OPINION - Despite TIMEly Death, Washington Star Spared NYTimes Shame, Humiliation, Downfall


Kavanaugh's Accuser Max Stier Is Former Clinton Lawyer
“If at first you don’t succeed… try, try again… at least as long as the internet traffic and potential book sales from frustrated liberals continue to hold.”

After this past weekend’s bogus “bombshell” about Supreme Court Justice Brett Kavanaugh, perhaps that line should replace “All the news that is fit to print” as the new motto of the now further diminished and increasingly liberal New York Times.

The once universally respected paper of record published a bizarre opinion piece on a book by two of its reporters who investigated Kavanaugh’s past, in light of the sexual assault allegations levied against him during his intensely contentious confirmation process. The piece, which is weirdly headlined and framed as a look at the Yale University culture at the time Kavanaugh studied there, eventually reveals a “new” allegation against him. It sounds very similar to the one involving Deborah Ramirez, which the authors try mightily to resuscitate, mostly through the use of smoke and mirrors.

The story has been the talk of the internet for the past two days and its “revelations” have been widely copied and pasted by other major news outlets. However, there is absolutely nothing “new” or legitimately credible in the piece, and there are key omissions that should humiliate the Times and, in a rational world, would never have allowed the story to run as it did.

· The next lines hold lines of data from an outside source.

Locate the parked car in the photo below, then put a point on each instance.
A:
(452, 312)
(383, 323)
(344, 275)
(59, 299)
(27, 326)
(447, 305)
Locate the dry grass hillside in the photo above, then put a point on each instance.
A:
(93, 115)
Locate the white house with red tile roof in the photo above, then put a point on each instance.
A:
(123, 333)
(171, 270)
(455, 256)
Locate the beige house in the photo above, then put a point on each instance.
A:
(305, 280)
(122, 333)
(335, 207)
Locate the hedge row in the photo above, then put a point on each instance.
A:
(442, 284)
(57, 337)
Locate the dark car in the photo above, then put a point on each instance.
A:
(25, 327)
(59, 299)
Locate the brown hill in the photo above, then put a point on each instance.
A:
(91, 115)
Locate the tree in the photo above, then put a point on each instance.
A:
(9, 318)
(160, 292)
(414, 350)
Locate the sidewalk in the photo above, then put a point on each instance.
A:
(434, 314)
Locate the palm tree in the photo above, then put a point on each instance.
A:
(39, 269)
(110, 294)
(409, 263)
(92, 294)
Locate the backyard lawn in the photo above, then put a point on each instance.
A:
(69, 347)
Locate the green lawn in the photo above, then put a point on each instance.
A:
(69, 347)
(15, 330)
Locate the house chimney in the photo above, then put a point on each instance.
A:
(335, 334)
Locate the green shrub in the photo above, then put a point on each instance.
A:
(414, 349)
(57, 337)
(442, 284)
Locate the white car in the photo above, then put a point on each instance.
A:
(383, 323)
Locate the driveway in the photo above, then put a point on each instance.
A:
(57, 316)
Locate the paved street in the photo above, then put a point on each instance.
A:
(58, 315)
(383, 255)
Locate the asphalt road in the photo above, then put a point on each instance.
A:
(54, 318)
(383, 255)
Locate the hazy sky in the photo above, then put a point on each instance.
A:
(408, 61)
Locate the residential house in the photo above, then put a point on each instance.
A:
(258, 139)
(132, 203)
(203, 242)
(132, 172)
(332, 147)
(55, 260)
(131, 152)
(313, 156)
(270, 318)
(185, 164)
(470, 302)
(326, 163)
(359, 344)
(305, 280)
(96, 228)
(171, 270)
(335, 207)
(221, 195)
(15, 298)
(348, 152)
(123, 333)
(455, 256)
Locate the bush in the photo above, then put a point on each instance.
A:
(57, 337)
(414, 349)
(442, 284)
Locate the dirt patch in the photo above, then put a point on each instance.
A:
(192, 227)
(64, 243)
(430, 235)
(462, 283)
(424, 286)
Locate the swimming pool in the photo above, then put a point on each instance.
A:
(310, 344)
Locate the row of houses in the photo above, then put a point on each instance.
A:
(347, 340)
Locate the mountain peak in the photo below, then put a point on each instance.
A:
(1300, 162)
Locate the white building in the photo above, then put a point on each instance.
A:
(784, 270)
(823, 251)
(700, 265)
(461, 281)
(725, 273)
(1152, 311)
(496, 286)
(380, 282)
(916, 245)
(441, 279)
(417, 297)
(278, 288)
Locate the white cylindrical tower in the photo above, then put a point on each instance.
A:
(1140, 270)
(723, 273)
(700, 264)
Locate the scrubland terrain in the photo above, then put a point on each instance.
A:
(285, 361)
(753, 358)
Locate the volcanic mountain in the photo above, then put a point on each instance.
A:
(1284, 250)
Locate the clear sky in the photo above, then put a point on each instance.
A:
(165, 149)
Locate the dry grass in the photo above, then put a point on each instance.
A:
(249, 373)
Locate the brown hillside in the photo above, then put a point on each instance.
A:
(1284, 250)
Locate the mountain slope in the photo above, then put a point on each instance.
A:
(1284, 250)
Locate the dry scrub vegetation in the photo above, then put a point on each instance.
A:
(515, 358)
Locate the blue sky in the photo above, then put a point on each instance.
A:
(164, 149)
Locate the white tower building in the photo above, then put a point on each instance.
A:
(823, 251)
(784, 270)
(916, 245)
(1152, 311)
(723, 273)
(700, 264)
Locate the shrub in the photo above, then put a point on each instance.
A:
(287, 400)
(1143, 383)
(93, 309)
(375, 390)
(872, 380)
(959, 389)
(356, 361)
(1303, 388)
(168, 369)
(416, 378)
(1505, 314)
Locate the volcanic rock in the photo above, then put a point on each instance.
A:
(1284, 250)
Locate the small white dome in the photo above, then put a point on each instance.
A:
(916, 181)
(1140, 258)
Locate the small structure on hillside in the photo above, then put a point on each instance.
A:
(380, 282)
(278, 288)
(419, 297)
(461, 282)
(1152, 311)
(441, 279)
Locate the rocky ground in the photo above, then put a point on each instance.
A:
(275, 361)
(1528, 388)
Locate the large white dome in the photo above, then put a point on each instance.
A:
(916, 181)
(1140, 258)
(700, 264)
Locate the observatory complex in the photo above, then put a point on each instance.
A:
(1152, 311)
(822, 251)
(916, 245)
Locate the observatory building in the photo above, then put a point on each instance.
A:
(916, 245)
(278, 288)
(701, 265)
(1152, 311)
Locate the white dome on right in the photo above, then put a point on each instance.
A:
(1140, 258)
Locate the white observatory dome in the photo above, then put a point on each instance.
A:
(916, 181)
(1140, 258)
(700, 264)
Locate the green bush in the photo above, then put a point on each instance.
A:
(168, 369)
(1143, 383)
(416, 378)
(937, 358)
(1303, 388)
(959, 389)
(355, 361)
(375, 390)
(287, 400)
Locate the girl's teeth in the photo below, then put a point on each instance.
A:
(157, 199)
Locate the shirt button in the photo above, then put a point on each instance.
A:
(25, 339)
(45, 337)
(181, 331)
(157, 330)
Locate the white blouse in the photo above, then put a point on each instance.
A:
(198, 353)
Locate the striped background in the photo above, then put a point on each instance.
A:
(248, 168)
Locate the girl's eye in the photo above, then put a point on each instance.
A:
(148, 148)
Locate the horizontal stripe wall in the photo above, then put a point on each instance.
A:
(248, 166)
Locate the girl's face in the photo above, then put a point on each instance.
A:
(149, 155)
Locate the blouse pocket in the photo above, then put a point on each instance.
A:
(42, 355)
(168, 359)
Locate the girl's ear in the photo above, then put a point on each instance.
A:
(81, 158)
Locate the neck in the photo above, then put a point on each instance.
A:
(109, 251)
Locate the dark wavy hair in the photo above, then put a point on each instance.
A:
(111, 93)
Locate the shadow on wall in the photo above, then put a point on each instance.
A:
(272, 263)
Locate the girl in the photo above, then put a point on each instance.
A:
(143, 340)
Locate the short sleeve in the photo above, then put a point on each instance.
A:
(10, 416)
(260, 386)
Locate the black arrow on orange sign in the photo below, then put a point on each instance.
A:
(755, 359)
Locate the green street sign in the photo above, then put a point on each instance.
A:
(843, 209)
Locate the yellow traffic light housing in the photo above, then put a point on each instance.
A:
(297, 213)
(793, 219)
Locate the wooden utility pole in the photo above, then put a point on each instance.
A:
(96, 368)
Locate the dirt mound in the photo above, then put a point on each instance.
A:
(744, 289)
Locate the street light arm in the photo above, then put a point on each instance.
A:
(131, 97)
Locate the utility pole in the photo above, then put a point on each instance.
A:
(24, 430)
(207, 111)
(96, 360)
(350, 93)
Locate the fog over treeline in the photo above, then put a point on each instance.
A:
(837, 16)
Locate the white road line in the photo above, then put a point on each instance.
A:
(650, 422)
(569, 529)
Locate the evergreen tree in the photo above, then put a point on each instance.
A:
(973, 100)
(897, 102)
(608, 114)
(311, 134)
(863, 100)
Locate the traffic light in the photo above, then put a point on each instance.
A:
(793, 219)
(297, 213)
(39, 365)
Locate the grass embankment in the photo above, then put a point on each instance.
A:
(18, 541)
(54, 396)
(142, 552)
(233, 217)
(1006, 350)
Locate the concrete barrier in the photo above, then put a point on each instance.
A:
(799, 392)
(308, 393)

The “second” Yale allegation comes in the form of a male witness, Max Stier, who some 35 years later told investigators during Kavanaugh’s confirmation hearings that he saw the nominee put his genitals in the face of a woman on campus (importantly, Democrats in the Senate decided not to do anything with this account). There are massive problems with this allegation, however, and how the Times allowed their biased reporters to frame it.

First, according to the reporters’ own book, the alleged victim has no memory of Kavanaugh doing this to her, and yet their article does not make that at all clear. Right there, especially since the information is not new, this accusation should never have been in the Times story. (An update was added to the Times piece late Sunday night noting that the alleged victim “declined to be interviewed and friends say that she does not recall the incident.”)

Responsible journalists simply cannot allow such an explosive claim against a highly politicized figure to be levied such an incredibly long time after the alleged event when there is no known victim, and absolutely no contemporaneous account of it happening. But this is still not the worst offense against journalism in the piece.

Steir is hilariously described as a “thought-leader” who works for a D.C. non-profit. The liberal media activists on Twitter — including Ronan Farrow and Jane Mayer who first, dubiously, reported on the Ramirez episode after the Christine Ford allegation became public — gushed all over him as someone whose reputation makes him a stellar witness.